Authors: Turcan Tuna, Julian Nubert, Jonas Frey, Sahana Betschen

Supervisor: Miguel Zamora

title_img

Getting Started

In order to get started, clone this repository together with its submodule(s).

git clone --recurse-submodules https://github.com/leggedrobotics/anymal_brax.git

Dependencies

In order to run our code, the following dependencies need to be installed. These mainly contain:

  • Torch
  • JAX
  • BRAX

We provide a conda environment file to simplify this installation. Execute:

conda env create -f conda/anymal-brax-3.11.yml

Next activate the given environment.

conda activate anymal-brax-3.11.yml

Test the Environment

The most brittle part about the setup usually includes the successful JAX installation, suitable for GPU. In order to verify the correctness of the installation, run the following script that we provide:

python3 bin/test_jax_gpu.py

If this is outputting something like

Fast took  0.03966069221496582
Slow took 0.11339068412780762
1.0
-1.0
-1.0

you are good to go.

Environment Setup

In a next setup, you can install our environment. This will also install the BRAX library at release v0.9.1 for you.

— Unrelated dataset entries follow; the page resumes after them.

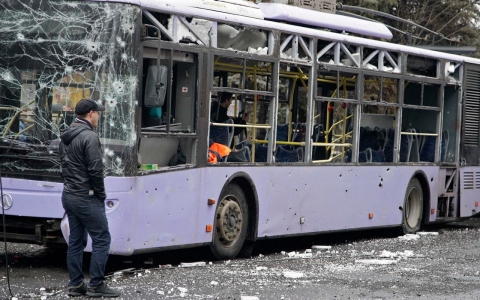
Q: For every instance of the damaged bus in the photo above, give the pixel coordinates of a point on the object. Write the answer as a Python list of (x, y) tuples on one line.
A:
[(345, 130)]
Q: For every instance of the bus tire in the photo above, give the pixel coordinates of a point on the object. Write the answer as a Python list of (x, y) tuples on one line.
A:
[(231, 223), (413, 207)]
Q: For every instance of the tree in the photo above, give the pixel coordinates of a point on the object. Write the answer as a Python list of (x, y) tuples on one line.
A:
[(454, 21)]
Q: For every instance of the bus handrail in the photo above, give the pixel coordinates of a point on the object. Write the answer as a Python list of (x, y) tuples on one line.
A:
[(242, 125)]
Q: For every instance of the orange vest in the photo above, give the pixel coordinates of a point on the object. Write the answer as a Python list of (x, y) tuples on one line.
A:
[(222, 150)]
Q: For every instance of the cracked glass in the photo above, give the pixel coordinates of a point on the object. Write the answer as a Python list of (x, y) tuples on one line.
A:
[(53, 54)]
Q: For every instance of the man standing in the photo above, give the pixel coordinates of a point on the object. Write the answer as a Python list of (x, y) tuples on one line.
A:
[(83, 200)]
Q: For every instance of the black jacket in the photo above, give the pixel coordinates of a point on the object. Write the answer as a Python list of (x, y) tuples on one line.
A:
[(218, 114), (81, 157)]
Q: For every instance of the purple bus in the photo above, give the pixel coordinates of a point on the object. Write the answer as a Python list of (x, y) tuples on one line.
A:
[(343, 131)]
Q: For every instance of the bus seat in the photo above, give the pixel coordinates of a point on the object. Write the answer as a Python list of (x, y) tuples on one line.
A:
[(284, 155), (369, 138), (427, 152), (388, 145), (282, 132), (222, 134)]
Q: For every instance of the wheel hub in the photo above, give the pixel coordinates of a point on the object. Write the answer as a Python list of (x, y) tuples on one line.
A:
[(229, 222)]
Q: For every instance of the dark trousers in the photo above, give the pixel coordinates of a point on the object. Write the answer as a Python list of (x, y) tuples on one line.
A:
[(86, 214)]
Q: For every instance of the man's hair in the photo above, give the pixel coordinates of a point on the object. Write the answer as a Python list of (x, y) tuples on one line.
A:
[(225, 96)]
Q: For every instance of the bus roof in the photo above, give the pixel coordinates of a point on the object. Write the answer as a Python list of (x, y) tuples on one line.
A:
[(179, 8), (282, 12)]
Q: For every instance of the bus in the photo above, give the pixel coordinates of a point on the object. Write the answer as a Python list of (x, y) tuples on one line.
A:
[(345, 130)]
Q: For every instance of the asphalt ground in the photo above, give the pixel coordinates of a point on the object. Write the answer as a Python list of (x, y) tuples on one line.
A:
[(444, 263)]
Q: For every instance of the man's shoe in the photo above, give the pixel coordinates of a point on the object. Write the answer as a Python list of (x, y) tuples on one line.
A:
[(102, 291), (77, 291)]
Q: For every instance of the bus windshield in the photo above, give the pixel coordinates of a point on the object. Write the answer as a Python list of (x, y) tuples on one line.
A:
[(51, 56)]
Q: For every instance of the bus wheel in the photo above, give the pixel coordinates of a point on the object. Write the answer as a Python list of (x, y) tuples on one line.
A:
[(413, 207), (231, 222)]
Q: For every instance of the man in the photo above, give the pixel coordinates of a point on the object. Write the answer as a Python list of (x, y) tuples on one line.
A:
[(83, 200), (219, 112)]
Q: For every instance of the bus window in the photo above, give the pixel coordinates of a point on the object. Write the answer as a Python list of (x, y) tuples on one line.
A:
[(168, 126)]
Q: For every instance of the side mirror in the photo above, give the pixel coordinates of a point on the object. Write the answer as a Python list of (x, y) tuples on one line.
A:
[(156, 86)]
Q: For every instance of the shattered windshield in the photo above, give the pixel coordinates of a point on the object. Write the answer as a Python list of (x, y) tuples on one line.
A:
[(53, 54)]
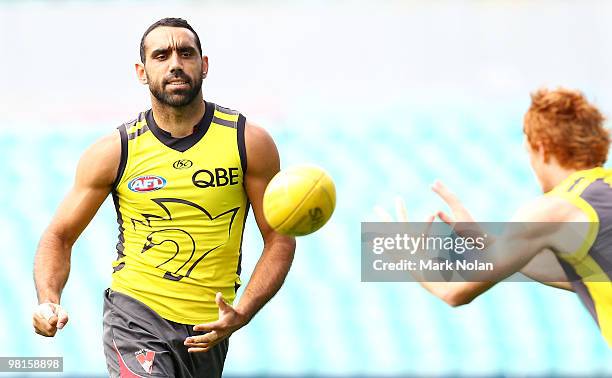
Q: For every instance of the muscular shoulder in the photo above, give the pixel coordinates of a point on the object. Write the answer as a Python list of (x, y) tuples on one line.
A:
[(549, 209), (261, 151), (99, 163)]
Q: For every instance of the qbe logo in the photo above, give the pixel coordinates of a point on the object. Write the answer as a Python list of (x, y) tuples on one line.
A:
[(146, 184)]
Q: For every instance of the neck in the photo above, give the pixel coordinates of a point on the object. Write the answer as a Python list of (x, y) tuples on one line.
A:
[(178, 121), (556, 174)]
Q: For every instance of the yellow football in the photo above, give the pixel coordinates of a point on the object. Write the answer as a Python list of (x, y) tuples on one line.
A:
[(299, 200)]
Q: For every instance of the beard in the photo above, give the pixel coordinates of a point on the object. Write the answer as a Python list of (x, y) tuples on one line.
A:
[(177, 98)]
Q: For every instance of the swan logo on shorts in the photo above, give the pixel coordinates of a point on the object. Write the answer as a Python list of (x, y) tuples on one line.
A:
[(146, 184), (145, 358)]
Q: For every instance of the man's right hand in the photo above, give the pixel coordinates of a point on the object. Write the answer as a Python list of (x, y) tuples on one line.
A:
[(48, 318)]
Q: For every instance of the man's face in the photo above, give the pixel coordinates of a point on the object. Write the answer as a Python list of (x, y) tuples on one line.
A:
[(173, 65)]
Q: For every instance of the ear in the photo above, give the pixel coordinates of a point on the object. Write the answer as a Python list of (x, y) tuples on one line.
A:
[(204, 65), (541, 152), (141, 73)]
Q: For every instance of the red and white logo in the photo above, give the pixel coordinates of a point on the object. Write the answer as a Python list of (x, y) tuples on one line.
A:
[(147, 184), (145, 358)]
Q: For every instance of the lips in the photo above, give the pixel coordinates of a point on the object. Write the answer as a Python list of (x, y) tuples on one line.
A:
[(177, 83)]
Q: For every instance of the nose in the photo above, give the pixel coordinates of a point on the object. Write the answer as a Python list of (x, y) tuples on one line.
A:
[(176, 64)]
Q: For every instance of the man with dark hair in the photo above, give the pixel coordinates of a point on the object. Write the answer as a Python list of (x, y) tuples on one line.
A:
[(182, 188)]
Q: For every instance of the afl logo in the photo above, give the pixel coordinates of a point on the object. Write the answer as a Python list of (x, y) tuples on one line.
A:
[(146, 184), (182, 164)]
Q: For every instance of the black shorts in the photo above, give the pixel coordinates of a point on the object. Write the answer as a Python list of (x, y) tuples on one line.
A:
[(140, 343)]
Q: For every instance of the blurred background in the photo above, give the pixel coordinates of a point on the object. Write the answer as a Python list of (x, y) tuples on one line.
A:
[(386, 95)]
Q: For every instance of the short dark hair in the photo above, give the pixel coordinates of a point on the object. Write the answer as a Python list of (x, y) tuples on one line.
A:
[(172, 22)]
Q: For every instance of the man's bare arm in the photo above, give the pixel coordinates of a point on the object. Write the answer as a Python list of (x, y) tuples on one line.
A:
[(277, 256), (95, 175), (545, 268)]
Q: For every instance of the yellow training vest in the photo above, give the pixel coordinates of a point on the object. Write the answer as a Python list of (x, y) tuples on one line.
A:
[(181, 208), (590, 267)]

pip install -e submodules/brax
pip install -e .

Training Monitoring

For the monitoring of the training runs we provide an MLFlow interface, which lets you navigate through the training run such as shown in this example: title_img In order to do so, you have to start an MLFlow-server in the root directoy of this repository. This will then visualize the runs in the mlruns folder, which is used for logging during training. To start the server, run:

mlflow server

This should output something like:

[2023-06-15 18:35:07 +0200] [576067] [INFO] Starting gunicorn 20.1.0
[2023-06-15 18:35:07 +0200] [576067] [INFO] Listening at: http://127.0.0.1:5000 (576067)
[2023-06-15 18:35:07 +0200] [576067] [INFO] Using worker: sync
[2023-06-15 18:35:07 +0200] [576068] [INFO] Booting worker with pid: 576068
[2023-06-15 18:35:07 +0200] [576069] [INFO] Booting worker with pid: 576069
[2023-06-15 18:35:07 +0200] [576070] [INFO] Booting worker with pid: 576070
[2023-06-15 18:35:07 +0200] [576071] [INFO] Booting worker with pid: 576071

Hold ctr and click on the link (http://127.0.0.1:5000) to open the browser interface of the training run. On the left you will be able to see all the experiments (such as apg_reacher, ppo_anymal, etc.).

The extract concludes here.